Furto al centro del progetto di mobilità sostenibile
Un furto ai danni del sistema di mobilità sostenibile in fase di avvio a Macerata ha messo in allarme amministrazione e cittadini. Nei giorni scorsi, all'interno del Parco di Fontescodella, ignoti si sono introdotti nei locali del Centro di Educazione Ambientale e hanno sottratto 11 biciclette destinate alle stazioni del futuro servizio di bike sharing, la cui gestione è affidata alla cooperativa Risorse.
I responsabili hanno provocato danni strutturali all'edificio per riuscire a entrare: le aperture principali erano infatti protette da sistemi antisfondamento e non sono state forzate. Una sola della biciclette sottratte è stata successivamente ritrovata, abbandonata in città.
Funzionamento dei mezzi e criticità
Le biciclette coinvolte sono brandizzate e dotate di un sistema tecnologico che le vincola al circuito di ricarica e sgancio delle stazioni: ciò significa che non possono essere utilizzate autonomamente né circolare al di fuori della rete prevista. Resta però l'impatto economico e operativo sull'avvio del servizio, che doveva vedere il suo info point nel chiosco ristrutturato di viale Trieste, di fronte alla sede comunale.

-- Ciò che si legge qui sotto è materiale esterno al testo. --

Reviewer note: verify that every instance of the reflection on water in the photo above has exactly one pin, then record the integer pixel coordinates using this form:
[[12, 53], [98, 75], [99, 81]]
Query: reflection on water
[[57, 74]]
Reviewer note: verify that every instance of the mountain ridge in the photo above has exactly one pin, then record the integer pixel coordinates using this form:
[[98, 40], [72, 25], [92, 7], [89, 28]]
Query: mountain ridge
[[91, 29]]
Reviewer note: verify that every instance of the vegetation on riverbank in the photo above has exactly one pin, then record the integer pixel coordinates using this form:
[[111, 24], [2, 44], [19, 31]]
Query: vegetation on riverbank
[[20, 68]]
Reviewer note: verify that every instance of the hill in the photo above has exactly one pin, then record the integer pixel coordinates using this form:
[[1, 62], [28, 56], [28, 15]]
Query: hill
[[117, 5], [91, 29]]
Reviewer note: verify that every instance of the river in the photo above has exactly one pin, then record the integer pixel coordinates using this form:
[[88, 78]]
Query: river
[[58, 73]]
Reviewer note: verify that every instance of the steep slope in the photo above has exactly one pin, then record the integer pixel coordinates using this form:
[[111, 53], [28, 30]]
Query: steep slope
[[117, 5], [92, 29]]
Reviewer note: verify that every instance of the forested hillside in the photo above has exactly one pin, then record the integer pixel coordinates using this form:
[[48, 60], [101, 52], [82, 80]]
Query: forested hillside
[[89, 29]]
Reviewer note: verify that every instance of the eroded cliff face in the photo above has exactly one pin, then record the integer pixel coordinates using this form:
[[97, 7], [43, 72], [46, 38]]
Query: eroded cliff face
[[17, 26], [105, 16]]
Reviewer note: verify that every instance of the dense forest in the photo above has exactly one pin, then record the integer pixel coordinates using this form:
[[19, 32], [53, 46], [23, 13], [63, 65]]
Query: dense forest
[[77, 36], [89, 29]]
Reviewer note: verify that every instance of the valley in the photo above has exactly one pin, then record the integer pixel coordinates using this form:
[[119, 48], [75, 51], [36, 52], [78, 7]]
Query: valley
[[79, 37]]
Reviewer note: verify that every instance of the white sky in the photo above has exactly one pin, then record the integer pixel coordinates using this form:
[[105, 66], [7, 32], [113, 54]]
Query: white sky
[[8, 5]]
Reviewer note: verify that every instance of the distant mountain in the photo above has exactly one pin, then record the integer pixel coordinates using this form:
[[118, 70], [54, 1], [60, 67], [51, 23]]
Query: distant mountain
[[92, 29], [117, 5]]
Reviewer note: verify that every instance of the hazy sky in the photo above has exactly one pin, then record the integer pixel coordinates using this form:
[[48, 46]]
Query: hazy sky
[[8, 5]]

- Luogo: Parco di Fontescodella
- Mezzi sottratti: 11 biciclette
- Mezzi recuperati: 1 bicicletta
- Gestione: cooperativa Risorse
Indagini e richiesta di collaborazione alla cittadinanza
Il fatto è stato denunciato all'autorità giudiziaria e le indagini sono state avviate per risalire ai responsabili. Le forze di polizia hanno invitato chiunque avesse notato biciclette riconducibili a quelle trafugate a segnalarlo alle autorità competenti. L'episodio solleva interrogativi sulla sicurezza dei luoghi pubblici e sulla tutela dei beni destinati a servizi collettivi.
| Voce | Dato |
|---|---|
| Biciclette sottratte | 11 |
| Biciclette ritrovate | 1 |
| Sede interessata | Centro di Educazione Ambientale, Parco di Fontescodella |
| Gestore del servizio | Cooperativa Risorse |
Per i residenti, oltre al danno materiale, è rilevante la possibile dilatazione dei tempi per l'attivazione del bike sharing e il disagio legato a un progetto di mobilità sostenibile che ora subisce un ostacolo pratico e organizzativo. L'episodio accende inoltre il dibattito sulla sicurezza delle strutture pubbliche e sull'importanza di misure di protezione adeguate per beni destinati all'uso collettivo.
Chiunque disponga di informazioni utili può contattare le forze dell'ordine per contribuire alle indagini e al recupero dei mezzi.